65

65

PG-1320231h 32mAction, Adventure,
5.436%64%
After a catastrophic crash, pilot Mills quickly discovers he's actually stranded on an unknown planet. Now, with only one chance at rescue, Mills must make his way across an unknown terrain riddled with dangerous prehistoric creatures in an epic fight to survive. From the writers of A Quiet Place comes 65, a sci-fi thriller produced by Sam Raimi, Deborah Liebling, Zainab Azizi, Scott Beck and Bryan Woods.
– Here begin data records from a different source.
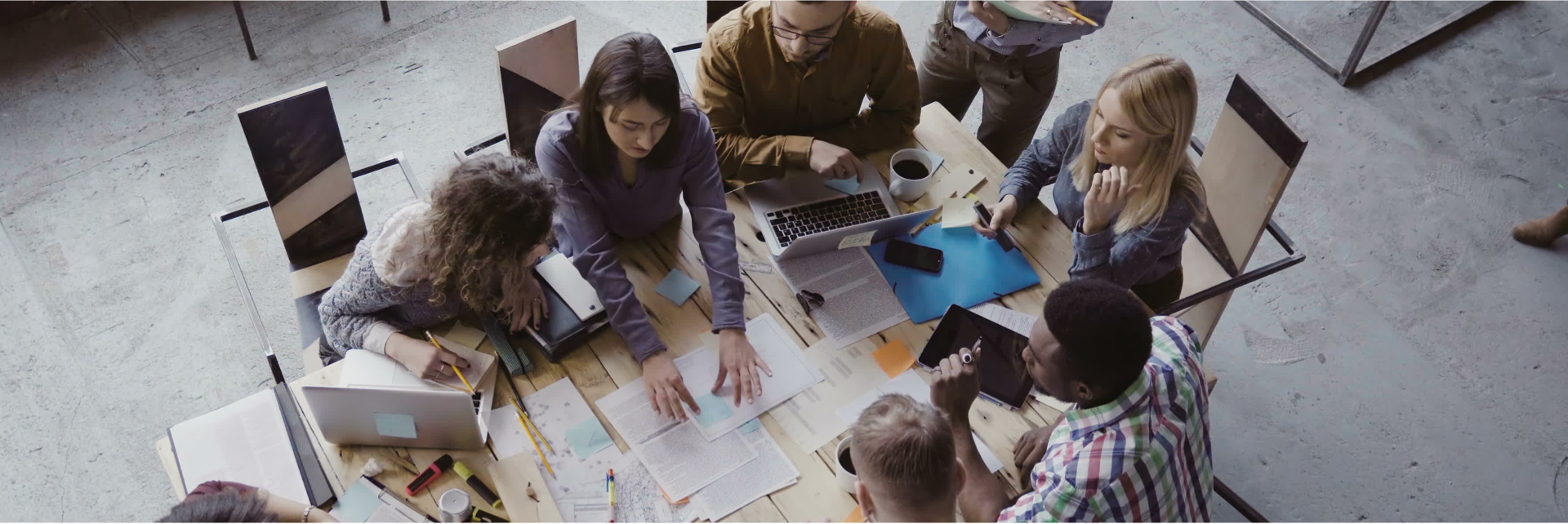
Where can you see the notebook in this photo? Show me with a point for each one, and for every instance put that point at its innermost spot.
(261, 442)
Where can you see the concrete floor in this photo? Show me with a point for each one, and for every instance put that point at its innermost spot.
(1410, 371)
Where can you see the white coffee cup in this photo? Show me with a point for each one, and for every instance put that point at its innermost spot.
(845, 477)
(911, 190)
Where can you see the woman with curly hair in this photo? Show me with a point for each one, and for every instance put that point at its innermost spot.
(627, 151)
(470, 248)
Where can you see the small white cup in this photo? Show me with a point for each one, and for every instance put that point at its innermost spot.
(911, 190)
(845, 477)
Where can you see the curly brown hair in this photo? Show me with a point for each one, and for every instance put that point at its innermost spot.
(483, 221)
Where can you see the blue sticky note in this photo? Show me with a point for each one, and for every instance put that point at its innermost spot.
(845, 185)
(395, 425)
(358, 503)
(587, 438)
(715, 410)
(678, 287)
(974, 270)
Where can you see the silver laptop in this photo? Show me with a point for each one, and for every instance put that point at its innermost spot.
(395, 416)
(799, 215)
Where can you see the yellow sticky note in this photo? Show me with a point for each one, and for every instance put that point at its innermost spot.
(894, 358)
(959, 212)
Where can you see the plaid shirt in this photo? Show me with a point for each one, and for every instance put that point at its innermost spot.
(1143, 457)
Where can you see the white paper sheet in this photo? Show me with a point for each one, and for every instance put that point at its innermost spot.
(639, 498)
(676, 454)
(809, 418)
(245, 442)
(772, 471)
(910, 383)
(555, 410)
(791, 375)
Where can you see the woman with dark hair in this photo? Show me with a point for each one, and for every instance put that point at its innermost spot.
(218, 501)
(470, 248)
(626, 151)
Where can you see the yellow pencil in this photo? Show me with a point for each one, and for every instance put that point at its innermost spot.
(524, 421)
(1080, 16)
(453, 367)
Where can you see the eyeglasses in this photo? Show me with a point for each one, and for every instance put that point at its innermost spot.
(809, 38)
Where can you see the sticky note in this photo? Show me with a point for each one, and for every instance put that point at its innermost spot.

I went into 65 expecting at least some dumb fun. I mean, Adam Driver fighting dinosaurs with futuristic weapons? That should have been an easy win. Instead, what I got was one of the most painfully boring, lifeless sci-fi movies I’ve ever sat through. Right off the bat, the movie wastes its own premise. You’d think a film about a space traveler crash-landing on Earth 65 million years ago would be packed with action, tension, or at least some cool dinosaur fights. But nope, 65 somehow manages to make dinosaurs boring. There are barely any exciting action scenes, and when they do happen, they’re shot in such a dark, messy way that it’s hard to even tell what’s going on. The plot is paper-thin. Adam Driver plays Mills, a pilot who crash-lands on prehistoric Earth with one young survivor. That’s about it. The whole movie is just them wandering through generic-looking forests while avoiding dinosaurs that barely feel like a real threat. There’s no real character development, no emotional weight, and honestly, no reason to care about anything that happens. And let’s talk about the dinosaurs. You’d think they’d be the highlight, but somehow they look worse than the ones in Jurassic Park, which came out thirty years ago. The CGI is weirdly inconsistent, and the designs don’t even feel scientifically accurate. It’s like the filmmakers just threw together some random lizard monsters and called it a day. The pacing is brutal. The movie drags so much that even though it’s only 90 minutes long, it feels like three hours. There’s barely any dialogue, which might have worked if the atmosphere and visuals carried the movie, but they don’t. It’s just a slow, repetitive slog with no real stakes. Adam Driver does his best, but even he can’t save this disaster. He’s stuck with almost no dialogue and a character that has no real depth. You can tell he’s trying, but it’s like watching a great actor trapped in a bad movie with no way out. Final thoughts? This should have been Predator meets Jurassic Park, but instead, it’s a dull, pointless waste of time. I wouldn’t even recommend it as a “so bad it’s good” kind of movie. Just skip it.